The risk cut-off used in this study was 1/100, which corresponds to about 10% of pregnant women. Patients considered at high risk were randomized to either a group given aspirin (150 mg per day, taken at bedtime) or a group given a placebo. Treatment was started in the first trimester (between 11 and 14 weeks of gestation) and continued to 36 weeks of gestation [
79].
Testing was offered to 26,941 pregnant women, 2641 of whom were at high risk of preeclampsia and eligible for inclusion. Among the patients included, 1776 were randomized to aspirin or a placebo. The occurrence of preterm preeclampsia (< 37 weeks) was significantly reduced by aspirin (0.38; 95% CI 0.20–0.74;
p = 0.004). Preterm preeclampsia occurred in 13 of 798 participants (1.6%) in the aspirin group, as compared with 35 of 822 (4.3%) in the placebo group [
79]. The effect of preeclampsia was more pronounced in nulliparous women (OR 0.27; 95% CI 0.11–0.65). There was no significant difference in the incidence of preeclampsia after 37 weeks (OR 0.95. 95% CI 0.57–1.57), small for gestational age with or without preeclampsia, placental abruption and spontaneous delivery with or without preeclampsia [
79]. Moreover, there was no difference in the incidence of preterm preeclampsia in multiparous women with or without a history of preeclampsia (OR 0.5; 95% CI 0.08–3.09 and 0.79; 95% CI 0.22–2.88, respectively). In this study, the dose of 150 mg of aspirin per day was selected on the basis of previous evidence of a dose-dependent benefit [
80]. Inclusion criteria contained a high risk (> 1 in 100) for preterm preeclampsia according to the screening algorithm. Interestingly, the incidence seemed to be significantly reduced only in women with an estimated risk for preterm preeclampsia ranging between 1 in 10.1 and 1 in 50 (OR 0.33; 95% CI 0.13–0.84) [
79]. Further studies considering this threshold (> 1 in 50) may refine the estimated high risk of preterm preeclampsia.
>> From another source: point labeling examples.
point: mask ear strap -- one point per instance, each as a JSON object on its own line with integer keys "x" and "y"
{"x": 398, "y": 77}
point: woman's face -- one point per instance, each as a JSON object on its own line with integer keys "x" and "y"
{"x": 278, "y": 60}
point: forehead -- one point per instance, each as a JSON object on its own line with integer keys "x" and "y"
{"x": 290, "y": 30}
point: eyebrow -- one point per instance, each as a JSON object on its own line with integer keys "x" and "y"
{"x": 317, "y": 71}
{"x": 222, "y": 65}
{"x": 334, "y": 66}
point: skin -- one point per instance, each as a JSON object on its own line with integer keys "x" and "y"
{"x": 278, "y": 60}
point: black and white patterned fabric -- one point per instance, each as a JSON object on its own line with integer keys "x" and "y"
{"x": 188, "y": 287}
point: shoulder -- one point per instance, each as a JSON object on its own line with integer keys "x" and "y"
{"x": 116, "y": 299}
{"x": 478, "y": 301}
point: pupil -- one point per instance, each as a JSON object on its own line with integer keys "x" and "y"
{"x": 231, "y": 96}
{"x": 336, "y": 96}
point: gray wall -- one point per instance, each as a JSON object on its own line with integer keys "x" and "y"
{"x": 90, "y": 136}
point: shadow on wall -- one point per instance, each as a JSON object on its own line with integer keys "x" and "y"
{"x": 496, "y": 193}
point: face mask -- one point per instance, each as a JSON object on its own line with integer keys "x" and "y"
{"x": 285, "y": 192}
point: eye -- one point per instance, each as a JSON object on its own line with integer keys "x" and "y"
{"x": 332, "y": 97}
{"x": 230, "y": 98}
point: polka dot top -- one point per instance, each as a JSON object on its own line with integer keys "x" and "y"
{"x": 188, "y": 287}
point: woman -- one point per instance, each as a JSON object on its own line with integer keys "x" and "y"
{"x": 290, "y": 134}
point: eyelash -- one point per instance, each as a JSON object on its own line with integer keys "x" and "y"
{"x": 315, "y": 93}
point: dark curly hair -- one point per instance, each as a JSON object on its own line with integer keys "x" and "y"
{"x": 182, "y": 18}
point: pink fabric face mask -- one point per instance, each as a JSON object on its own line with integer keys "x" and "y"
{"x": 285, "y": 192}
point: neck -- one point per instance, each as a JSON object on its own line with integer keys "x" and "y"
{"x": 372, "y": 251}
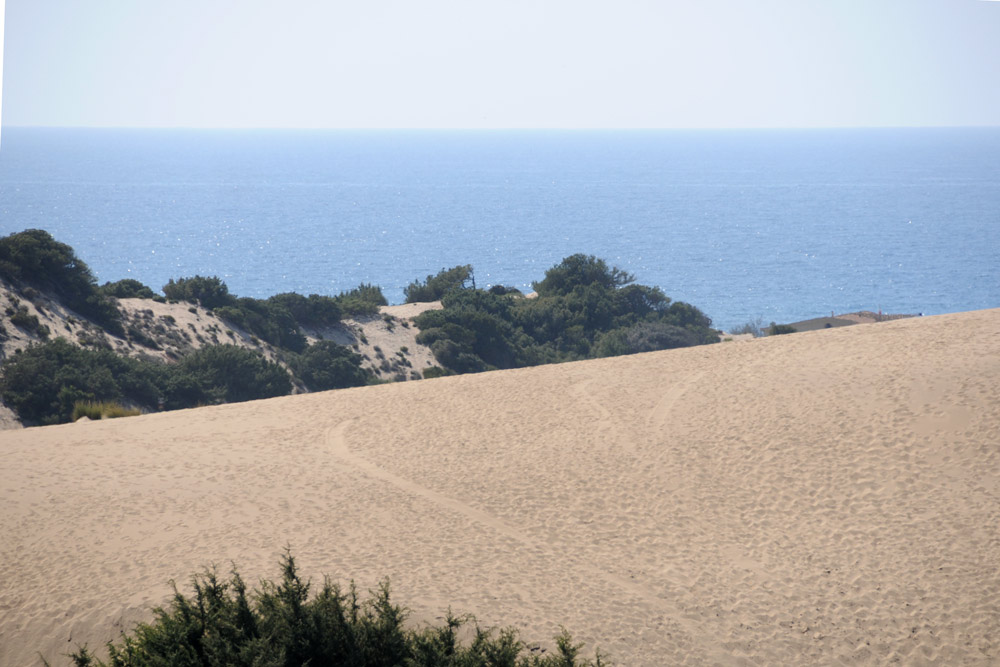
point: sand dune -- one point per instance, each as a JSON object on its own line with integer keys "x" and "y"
{"x": 821, "y": 498}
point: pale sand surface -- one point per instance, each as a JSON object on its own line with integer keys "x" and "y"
{"x": 829, "y": 497}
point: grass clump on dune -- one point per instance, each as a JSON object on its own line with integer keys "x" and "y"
{"x": 102, "y": 410}
{"x": 278, "y": 625}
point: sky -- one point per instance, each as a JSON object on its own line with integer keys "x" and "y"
{"x": 509, "y": 64}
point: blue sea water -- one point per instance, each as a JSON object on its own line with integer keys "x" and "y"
{"x": 783, "y": 225}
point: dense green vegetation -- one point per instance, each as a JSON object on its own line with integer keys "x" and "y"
{"x": 127, "y": 288}
{"x": 33, "y": 258}
{"x": 584, "y": 309}
{"x": 779, "y": 329}
{"x": 278, "y": 625}
{"x": 44, "y": 383}
{"x": 435, "y": 287}
{"x": 327, "y": 365}
{"x": 278, "y": 319}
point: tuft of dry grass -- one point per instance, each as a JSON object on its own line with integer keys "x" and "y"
{"x": 102, "y": 410}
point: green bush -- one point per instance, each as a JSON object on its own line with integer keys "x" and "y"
{"x": 326, "y": 365}
{"x": 44, "y": 383}
{"x": 102, "y": 410}
{"x": 314, "y": 310}
{"x": 224, "y": 374}
{"x": 436, "y": 286}
{"x": 363, "y": 300}
{"x": 210, "y": 292}
{"x": 584, "y": 309}
{"x": 779, "y": 329}
{"x": 278, "y": 625}
{"x": 21, "y": 318}
{"x": 34, "y": 258}
{"x": 127, "y": 288}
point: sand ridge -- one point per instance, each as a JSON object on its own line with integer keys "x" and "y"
{"x": 825, "y": 497}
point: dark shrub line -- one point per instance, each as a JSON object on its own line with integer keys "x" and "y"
{"x": 278, "y": 625}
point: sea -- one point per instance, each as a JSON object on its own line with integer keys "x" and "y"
{"x": 775, "y": 225}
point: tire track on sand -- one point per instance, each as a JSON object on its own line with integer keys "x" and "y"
{"x": 338, "y": 445}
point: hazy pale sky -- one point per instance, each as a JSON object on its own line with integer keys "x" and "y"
{"x": 503, "y": 64}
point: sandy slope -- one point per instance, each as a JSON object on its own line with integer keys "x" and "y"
{"x": 832, "y": 496}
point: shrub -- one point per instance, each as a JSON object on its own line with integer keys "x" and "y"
{"x": 210, "y": 292}
{"x": 584, "y": 309}
{"x": 313, "y": 310}
{"x": 224, "y": 623}
{"x": 752, "y": 327}
{"x": 779, "y": 329}
{"x": 102, "y": 410}
{"x": 21, "y": 318}
{"x": 127, "y": 288}
{"x": 652, "y": 336}
{"x": 326, "y": 365}
{"x": 44, "y": 382}
{"x": 436, "y": 286}
{"x": 581, "y": 271}
{"x": 225, "y": 373}
{"x": 34, "y": 258}
{"x": 365, "y": 299}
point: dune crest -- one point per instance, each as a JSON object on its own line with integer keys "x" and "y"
{"x": 821, "y": 497}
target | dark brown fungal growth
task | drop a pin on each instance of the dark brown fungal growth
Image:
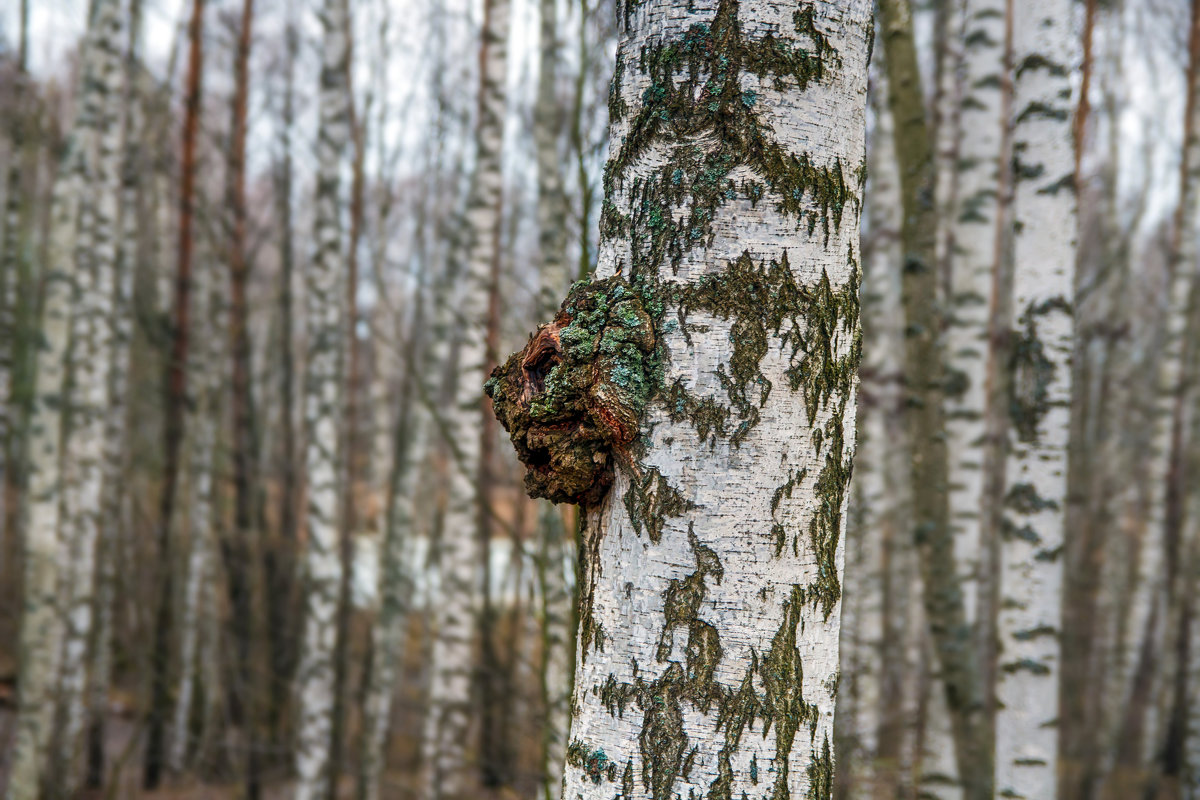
(573, 398)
This study raises several questions. Is screening of preeclampsia based on the FMF algorithm more effective than current national guidelines (NICE, ACOG, etc.)? This question is the subject of an ongoing study in the UK (SPREE study) [
81]. Meanwhile, the results from the ASPRE study suggest that a large number of patients need to be screened in order to avoid one case of preeclampsia [
82]. In the ASPRE study, 25,797 patients were included and 630 developed preeclampsia. Aspirin was associated with a reduction of 21 cases of preterm preeclampsia. Therefore, to avoid one case of preterm preeclampsia, 1228 patients must be screened and nearly 10% of the population must be treated with aspirin. A medical economics study is also needed to evaluate the cost effectiveness of such prevention. We believe that more data are needed before implementing first-trimester screening of preeclampsia in real practice and before modification of national guidelines.